In my long, long car ride, the irony set in that I was leaving a show about connecting with the youth of New York to sprint to Brooklyn to find both young and establishment New Yorkers waiting to see what Mike Eckhaus and Zoe Latta cooked up. The Drunken Canal’s Claire Banse and Gutes Guterman called it “the show, the only show!” of New York Fashion Week, but it was obvious from the hundreds of people crowded into their seats, including Rosalía and Troye Sivan, and in the standing section that they weren’t exaggerating.
Mike Eckhaus and Zoe Latta have built up such goodwill not only because they are thoughtful designers and kind people, but because they are consistent. Of all the New York brands, they were the only ones to figure out how to have an intimate live show in September 2020. Even in the bleakest of times, even when they don’t have the answer just yet, Eckhaus and Latta are pushing forward, striving, trying—and they are not compromising for anyone, even the fashion system that squashed their show in the middle of a rushed day.
What they sent out at dusk was one of their most concise, exacting collections ever. “It’s about feeling more free,” said Eckhaus. “Really feeling yourself, coming out of the past year-and-a-half and wanting to feel sexy and confident and free.” Garments were filmy, thin dust-colored layers of nylon layered together, ivory cotton dresses and bodysuits with oval cutouts and hundreds of snaps, and airy shirts in lime and faux leather jackets in cinnamon left open. Pieces were named after transient, erotic words: vapor turtleneck, undone jumpsuit, wisp dress.
The torsos were out, the nipples were out, and in a statement of intent: models wore black thongs instead of the industry-standard beige. Top notes of Lang and undertones of Cianciolo are always felt in their collections; this one was more Helmut, less Susan, even if she did walk in an eggplant knit set: A parade of sleek, honest, horny garments that lusts for the human body in a sort of clinical way.

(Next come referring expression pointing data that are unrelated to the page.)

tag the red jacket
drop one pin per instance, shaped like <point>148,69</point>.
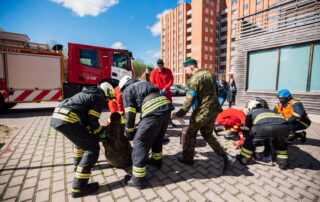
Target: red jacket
<point>231,117</point>
<point>163,80</point>
<point>116,105</point>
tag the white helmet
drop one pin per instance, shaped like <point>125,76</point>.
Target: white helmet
<point>123,81</point>
<point>107,89</point>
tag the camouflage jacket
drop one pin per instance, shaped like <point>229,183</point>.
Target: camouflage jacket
<point>202,86</point>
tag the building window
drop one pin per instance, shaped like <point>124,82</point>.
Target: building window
<point>293,72</point>
<point>315,81</point>
<point>234,11</point>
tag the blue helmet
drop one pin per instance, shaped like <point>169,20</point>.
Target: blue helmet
<point>284,93</point>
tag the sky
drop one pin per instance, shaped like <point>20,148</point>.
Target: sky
<point>125,24</point>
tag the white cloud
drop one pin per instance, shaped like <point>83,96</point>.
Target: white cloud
<point>154,54</point>
<point>87,7</point>
<point>156,28</point>
<point>118,45</point>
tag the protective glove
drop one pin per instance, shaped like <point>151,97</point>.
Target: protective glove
<point>103,135</point>
<point>130,135</point>
<point>163,91</point>
<point>239,144</point>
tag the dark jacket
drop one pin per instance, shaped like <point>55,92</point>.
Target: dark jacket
<point>262,116</point>
<point>87,105</point>
<point>133,98</point>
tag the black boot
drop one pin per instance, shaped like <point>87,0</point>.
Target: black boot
<point>185,161</point>
<point>172,124</point>
<point>228,161</point>
<point>303,136</point>
<point>132,181</point>
<point>156,163</point>
<point>86,190</point>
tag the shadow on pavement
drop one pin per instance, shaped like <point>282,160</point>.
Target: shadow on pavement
<point>37,167</point>
<point>301,159</point>
<point>173,171</point>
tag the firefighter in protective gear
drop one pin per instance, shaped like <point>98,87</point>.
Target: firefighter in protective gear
<point>203,98</point>
<point>116,105</point>
<point>144,97</point>
<point>77,119</point>
<point>262,125</point>
<point>293,110</point>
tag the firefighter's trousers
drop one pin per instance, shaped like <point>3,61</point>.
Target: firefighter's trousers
<point>205,126</point>
<point>151,131</point>
<point>275,134</point>
<point>86,151</point>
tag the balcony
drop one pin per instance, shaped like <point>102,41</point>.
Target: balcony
<point>223,46</point>
<point>223,29</point>
<point>223,55</point>
<point>223,37</point>
<point>224,20</point>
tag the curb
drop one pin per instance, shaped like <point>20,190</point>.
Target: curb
<point>6,148</point>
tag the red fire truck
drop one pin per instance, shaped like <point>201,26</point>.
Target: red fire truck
<point>30,72</point>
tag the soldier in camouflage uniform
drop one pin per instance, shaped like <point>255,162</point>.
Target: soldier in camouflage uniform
<point>202,96</point>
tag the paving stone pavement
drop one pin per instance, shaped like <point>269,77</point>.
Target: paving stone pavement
<point>38,166</point>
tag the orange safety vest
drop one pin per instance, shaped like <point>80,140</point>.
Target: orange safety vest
<point>288,110</point>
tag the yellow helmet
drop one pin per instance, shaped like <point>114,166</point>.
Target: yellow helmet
<point>107,89</point>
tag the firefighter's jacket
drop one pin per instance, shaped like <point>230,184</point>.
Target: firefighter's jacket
<point>83,108</point>
<point>293,111</point>
<point>262,116</point>
<point>143,97</point>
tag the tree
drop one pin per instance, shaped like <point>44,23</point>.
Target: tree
<point>138,67</point>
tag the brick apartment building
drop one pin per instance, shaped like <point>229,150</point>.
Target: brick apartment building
<point>195,31</point>
<point>277,46</point>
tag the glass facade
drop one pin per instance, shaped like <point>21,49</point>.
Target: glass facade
<point>262,75</point>
<point>315,73</point>
<point>294,69</point>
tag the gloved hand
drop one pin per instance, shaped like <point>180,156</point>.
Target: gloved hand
<point>239,144</point>
<point>102,135</point>
<point>163,91</point>
<point>130,135</point>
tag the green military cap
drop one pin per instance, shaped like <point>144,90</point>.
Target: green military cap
<point>190,62</point>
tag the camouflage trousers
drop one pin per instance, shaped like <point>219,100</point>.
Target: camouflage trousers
<point>205,126</point>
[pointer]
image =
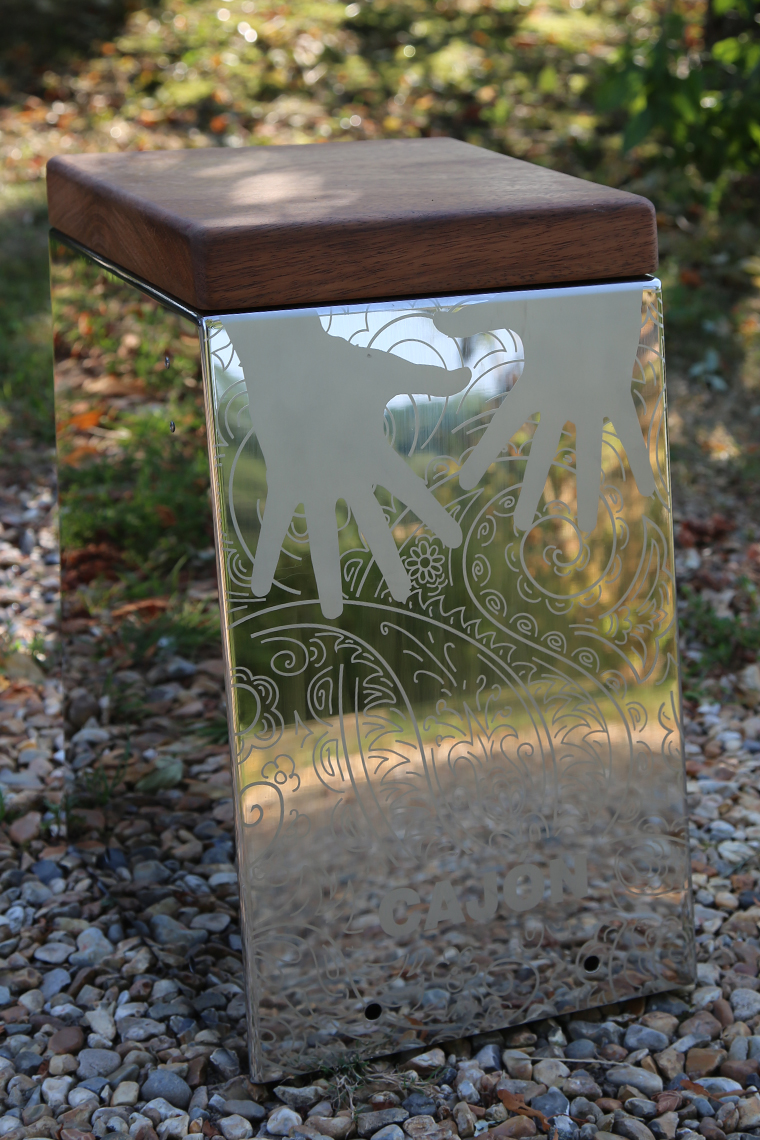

Both Latta and Eckhaus had a reckoning with their own bodies this past year; she became a first-time mother, he had a breakup and then the requisite hot boy summer. “We’re going through different things, but we both have a desire to just be fucking real,” said Latta. So let’s get real: We’re all held together by a string or a snap, doing the best we can. The sign on the building behind the runway read “Enlightenment.” After that show, I’m feeling good about fashion.